AI Safety as Control of Irreversibility: A Systems Framework for Decision-Energy and Sovereignty Boundaries

arXiv cs.AI / 5/5/2026

💬 OpinionIdeas & Deep AnalysisModels & Research

Key Points

  • The paper argues that AI safety must be reframed because AI systems reduce “deployment friction,” allowing capabilities to be copied, invoked, embedded, and scaled cheaply across institutions.
  • It defines a concept called decision-energy density—capacity to generate, evaluate, select, and execute consequential decisions weighted by their rate—as a core systems-level driver of risk.
  • The authors propose three sovereignty boundaries—irreversible decision authority, physical resource mobilization authority, and self-expansion authority—that determine whether AI stays an amplifier in a human-governed system or becomes an uncontrolled control center.
  • The model suggests efficiency pressure, path dependence, scale feedback, and weak boundary constraints can concentrate decision-energy into the most efficient node, potentially diffusing responsibility and increasing the chance of irreversible system-level failure even when individual action error rates are low.
  • The main theorem (“boundary stabilization”) claims safety does not require proving systems are always correct; instead it requires institutional and technical designs that prevent irreversible power from being released by a single high-efficiency node through layered control and reviewable limits.

Abstract

Recent AI systems compress the distance between capability growth and capability deployment.

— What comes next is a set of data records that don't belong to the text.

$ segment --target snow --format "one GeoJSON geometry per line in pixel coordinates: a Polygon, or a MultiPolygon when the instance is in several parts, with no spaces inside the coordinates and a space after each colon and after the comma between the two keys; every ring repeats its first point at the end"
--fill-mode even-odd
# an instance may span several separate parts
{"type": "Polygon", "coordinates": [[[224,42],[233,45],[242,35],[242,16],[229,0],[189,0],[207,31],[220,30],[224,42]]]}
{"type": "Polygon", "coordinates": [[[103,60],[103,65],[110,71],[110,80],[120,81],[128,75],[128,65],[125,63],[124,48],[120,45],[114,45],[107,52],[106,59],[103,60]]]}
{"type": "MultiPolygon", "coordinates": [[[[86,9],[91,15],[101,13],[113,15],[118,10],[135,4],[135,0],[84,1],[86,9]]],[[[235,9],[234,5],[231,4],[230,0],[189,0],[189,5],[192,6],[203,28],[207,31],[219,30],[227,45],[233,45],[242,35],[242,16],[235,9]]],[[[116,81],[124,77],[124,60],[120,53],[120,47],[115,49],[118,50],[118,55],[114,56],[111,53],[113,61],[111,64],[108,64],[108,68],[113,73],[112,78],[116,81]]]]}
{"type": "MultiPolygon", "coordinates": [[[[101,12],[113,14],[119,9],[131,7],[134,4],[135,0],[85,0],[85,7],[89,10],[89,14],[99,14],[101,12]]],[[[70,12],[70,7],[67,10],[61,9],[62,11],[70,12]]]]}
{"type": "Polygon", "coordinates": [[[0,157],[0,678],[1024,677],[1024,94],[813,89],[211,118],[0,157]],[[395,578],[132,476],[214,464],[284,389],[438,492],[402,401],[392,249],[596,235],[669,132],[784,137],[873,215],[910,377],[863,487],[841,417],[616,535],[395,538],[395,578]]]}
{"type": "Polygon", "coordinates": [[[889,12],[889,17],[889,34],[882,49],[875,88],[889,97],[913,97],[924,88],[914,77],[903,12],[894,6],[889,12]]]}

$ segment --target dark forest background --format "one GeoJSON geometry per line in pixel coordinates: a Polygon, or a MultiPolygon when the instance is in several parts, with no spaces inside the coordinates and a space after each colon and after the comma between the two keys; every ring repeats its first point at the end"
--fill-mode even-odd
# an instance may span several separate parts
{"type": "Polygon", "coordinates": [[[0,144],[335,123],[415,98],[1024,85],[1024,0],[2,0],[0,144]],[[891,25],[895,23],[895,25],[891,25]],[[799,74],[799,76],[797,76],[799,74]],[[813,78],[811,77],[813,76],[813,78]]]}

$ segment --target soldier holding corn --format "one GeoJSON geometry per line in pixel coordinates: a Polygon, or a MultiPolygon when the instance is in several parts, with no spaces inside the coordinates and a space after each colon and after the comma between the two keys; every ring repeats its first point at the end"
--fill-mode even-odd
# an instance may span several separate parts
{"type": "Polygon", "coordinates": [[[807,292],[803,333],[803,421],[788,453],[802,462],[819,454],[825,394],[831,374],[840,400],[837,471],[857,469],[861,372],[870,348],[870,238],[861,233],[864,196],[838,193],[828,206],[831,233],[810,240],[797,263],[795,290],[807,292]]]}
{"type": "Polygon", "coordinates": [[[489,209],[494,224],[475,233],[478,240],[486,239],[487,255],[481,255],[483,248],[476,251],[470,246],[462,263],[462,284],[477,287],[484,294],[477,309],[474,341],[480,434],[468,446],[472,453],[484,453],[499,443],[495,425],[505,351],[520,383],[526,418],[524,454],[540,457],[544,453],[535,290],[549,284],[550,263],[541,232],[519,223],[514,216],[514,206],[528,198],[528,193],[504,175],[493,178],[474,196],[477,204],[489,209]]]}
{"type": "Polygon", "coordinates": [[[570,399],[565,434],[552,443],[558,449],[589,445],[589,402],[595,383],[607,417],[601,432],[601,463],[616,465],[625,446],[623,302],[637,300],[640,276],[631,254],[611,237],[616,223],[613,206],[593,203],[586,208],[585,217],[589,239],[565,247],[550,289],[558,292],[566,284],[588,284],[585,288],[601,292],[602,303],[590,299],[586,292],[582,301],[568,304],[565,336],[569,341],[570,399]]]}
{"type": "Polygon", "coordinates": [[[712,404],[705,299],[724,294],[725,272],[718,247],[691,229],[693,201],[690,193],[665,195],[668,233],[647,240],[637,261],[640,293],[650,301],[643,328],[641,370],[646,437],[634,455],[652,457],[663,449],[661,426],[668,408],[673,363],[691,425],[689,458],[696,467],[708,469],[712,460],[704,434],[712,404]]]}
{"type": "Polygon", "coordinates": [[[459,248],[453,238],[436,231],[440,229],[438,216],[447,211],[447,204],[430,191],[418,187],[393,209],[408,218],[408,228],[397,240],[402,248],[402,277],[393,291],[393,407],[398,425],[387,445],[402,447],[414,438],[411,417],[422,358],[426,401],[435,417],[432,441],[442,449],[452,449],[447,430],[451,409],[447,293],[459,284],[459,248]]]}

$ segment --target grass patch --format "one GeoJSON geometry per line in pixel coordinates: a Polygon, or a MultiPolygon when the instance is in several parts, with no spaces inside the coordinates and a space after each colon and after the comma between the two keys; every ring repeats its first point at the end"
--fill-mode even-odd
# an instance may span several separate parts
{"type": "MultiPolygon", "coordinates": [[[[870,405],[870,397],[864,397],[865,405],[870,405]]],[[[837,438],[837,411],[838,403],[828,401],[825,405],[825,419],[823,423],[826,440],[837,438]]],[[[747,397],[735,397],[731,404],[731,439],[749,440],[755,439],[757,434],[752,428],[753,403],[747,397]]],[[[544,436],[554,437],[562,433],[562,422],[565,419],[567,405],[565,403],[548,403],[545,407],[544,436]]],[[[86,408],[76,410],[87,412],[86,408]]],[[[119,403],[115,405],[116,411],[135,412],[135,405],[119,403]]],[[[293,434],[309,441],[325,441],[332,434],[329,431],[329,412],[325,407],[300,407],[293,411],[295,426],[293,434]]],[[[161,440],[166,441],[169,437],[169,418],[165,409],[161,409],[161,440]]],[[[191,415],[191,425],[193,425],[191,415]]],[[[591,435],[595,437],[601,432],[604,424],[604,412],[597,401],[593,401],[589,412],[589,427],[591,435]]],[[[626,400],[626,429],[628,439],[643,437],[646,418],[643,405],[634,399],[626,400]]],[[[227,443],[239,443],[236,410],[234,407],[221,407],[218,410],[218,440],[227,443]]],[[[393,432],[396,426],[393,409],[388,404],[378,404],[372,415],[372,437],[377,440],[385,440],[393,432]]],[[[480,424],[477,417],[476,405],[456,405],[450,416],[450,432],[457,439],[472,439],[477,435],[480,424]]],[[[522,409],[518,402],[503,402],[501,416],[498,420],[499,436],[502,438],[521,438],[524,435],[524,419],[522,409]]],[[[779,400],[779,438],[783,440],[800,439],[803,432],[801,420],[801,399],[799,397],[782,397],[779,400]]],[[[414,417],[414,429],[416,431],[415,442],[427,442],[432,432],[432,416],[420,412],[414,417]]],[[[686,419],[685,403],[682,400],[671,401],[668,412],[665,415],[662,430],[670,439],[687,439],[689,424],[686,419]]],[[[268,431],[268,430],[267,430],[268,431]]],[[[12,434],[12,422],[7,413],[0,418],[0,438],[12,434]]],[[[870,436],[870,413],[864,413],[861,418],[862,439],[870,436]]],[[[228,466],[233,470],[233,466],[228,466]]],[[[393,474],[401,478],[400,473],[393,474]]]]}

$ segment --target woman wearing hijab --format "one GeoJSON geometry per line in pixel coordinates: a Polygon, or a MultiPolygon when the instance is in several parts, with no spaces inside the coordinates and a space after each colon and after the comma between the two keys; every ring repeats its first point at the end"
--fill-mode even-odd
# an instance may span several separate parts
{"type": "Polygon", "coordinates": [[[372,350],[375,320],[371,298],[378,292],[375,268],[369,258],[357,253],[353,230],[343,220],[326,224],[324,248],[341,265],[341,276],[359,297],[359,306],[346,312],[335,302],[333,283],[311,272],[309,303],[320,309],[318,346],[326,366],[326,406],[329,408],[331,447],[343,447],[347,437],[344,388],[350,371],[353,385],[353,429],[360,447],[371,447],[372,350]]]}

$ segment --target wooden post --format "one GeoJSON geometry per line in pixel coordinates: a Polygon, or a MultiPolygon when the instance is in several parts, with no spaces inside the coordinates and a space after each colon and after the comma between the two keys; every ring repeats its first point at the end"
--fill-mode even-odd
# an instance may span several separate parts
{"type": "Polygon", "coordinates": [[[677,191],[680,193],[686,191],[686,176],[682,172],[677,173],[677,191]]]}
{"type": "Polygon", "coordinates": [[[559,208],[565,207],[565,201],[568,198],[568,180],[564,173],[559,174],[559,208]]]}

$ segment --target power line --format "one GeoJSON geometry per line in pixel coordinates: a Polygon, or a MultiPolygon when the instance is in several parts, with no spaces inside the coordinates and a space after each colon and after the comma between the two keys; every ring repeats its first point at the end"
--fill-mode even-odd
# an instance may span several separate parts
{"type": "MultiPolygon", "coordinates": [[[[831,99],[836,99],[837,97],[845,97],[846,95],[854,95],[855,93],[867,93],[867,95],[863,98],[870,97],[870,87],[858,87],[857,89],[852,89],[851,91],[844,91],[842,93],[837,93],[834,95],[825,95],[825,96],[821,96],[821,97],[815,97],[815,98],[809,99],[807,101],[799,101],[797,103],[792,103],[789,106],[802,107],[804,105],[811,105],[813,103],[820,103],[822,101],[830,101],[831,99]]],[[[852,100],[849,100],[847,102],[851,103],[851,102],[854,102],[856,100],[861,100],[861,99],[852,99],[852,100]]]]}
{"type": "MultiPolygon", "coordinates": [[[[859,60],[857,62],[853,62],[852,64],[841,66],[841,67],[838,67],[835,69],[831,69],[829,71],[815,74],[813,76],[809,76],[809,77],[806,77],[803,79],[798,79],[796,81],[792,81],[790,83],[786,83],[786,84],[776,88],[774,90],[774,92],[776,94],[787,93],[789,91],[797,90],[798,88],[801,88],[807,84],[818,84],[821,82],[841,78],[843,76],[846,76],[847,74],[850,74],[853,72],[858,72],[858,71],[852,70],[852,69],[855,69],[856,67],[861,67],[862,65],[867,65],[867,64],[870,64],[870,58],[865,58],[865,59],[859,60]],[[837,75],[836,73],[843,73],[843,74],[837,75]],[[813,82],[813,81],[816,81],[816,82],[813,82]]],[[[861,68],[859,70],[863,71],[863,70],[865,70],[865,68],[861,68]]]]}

Earlier high-risk technologies were slowed by capital intensity, physical bottlenecks, organizational inertia, and specialized supply chains. By contrast, AI capabilities can be copied, invoked, embedded in workflows, and scaled across institutions at low marginal cost. This paper argues that declining deployment friction changes the safety problem at its root. Safety is not only local output correctness or preference alignment, but the control of irreversibility under rising decision density. The paper formalizes this claim through decision-energy density: the rate-weighted capacity of a node to generate, evaluate, select, and execute consequential decisions. It then identifies three sovereignty boundaries that determine whether AI remains an amplifier within a human-governed system or becomes a de facto control center: irreversible decision authority, physical resource mobilization authority, and self-expansion authority. The model shows how efficiency pressure, path dependence, scale feedback, and weak boundary constraints concentrate decision-energy in the most efficient node. This concentration can diffuse responsibility and raise the probability of irreversible system-level loss even when local per-action error rates remain low. The main result is a boundary stabilization theorem. It shows that safety need not require proving that advanced systems are always correct. Instead, it requires institutional and technical designs that prevent irreversible power from being released by a single high-efficiency node. The paper reframes AI safety as layered control, authorization, and externally reviewable limits, linking alignment, security engineering, organizational economics, and institutional design.